その小さな身体からは信じられないほどの威圧感を放っていた。
「何が言いたい?」
「貴方は何を恐れているんですか?仲間を失うこと?!それと「黙れ」
冷たい空気を振動させる楓の声は落ち着いていた。
「あんたかて人のこと言えんやろ?刀振ってるだけで何も見とらんやないか。お前こそ怖がってんとちゃうんか?!

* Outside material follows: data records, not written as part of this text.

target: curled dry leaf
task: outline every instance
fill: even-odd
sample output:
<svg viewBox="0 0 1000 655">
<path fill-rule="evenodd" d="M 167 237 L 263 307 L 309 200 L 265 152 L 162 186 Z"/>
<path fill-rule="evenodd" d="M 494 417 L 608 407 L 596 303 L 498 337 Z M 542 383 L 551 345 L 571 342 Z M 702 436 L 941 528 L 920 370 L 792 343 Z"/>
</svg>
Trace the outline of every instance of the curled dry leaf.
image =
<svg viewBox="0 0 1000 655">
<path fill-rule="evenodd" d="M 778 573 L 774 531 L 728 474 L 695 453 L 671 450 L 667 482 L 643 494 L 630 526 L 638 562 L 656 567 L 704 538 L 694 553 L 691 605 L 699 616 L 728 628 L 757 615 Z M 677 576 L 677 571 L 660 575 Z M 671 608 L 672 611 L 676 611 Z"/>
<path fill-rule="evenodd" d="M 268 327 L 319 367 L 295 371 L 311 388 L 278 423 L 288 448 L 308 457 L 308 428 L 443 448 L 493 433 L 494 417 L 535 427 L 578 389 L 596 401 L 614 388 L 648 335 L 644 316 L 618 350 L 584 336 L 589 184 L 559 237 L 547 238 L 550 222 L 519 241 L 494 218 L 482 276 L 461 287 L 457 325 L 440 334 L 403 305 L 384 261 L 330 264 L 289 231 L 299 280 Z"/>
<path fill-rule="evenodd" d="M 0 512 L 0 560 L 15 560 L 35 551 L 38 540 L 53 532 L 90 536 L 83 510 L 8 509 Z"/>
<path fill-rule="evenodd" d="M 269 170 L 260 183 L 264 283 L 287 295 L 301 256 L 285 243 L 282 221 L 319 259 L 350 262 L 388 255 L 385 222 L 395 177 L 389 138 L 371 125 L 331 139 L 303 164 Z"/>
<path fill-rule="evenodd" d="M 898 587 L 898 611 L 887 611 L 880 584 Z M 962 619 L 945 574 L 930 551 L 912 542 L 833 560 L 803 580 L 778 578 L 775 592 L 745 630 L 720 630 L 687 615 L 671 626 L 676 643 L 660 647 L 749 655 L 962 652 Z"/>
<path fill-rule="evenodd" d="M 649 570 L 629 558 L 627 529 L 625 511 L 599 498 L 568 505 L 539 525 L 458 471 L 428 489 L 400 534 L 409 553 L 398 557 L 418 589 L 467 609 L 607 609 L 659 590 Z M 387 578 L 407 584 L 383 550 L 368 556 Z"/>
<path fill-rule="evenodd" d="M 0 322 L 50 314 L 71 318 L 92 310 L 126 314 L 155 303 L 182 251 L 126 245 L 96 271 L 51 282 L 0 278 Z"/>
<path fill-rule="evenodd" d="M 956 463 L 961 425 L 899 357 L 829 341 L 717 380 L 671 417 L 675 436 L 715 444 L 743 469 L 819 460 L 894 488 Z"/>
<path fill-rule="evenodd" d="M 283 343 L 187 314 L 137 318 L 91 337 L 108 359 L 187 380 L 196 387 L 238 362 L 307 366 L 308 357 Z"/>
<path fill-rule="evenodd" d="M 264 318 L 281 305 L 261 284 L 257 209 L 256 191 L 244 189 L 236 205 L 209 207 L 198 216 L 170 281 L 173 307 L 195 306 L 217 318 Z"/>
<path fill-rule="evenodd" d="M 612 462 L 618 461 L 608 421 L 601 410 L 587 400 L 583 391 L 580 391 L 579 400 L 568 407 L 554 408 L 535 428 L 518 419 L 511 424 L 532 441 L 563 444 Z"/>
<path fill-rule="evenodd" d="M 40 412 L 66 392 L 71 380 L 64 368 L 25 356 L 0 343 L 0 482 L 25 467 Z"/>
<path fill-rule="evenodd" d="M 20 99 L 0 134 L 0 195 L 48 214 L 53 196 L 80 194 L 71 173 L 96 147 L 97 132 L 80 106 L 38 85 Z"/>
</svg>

そうやって表面でヘラヘラ笑って自分誤魔化して、本当は自分が斬ってきたモノの重さに気がつくのが怖いんやろ?!!」
「…」
「人間は鬼にはなれん!!
そうやって人を斬っている時の“沖田総司”にいつまでも隠れていられると思うなっ!」
声を荒げる楓の声をただ黙って聞いている沖田。
「自我もクソも持っていないやつが他人のことどうこういう権利はない」
吐き捨てるように残された楓の言葉には怒りが篭っていた。
そのまま楓は屯所の中に戻っていった。
枯葉がカサカサと音を立てて舞う様子をしばらくぼんやりと眺めていた沖田は、ついさっきの楓と自分とのやり取りに笑気が湧いてきた。
「はは。私らしくないなぁ」
と、自嘲の言葉を風に乗せ、ゆっくりと京都の町へ歩いていった。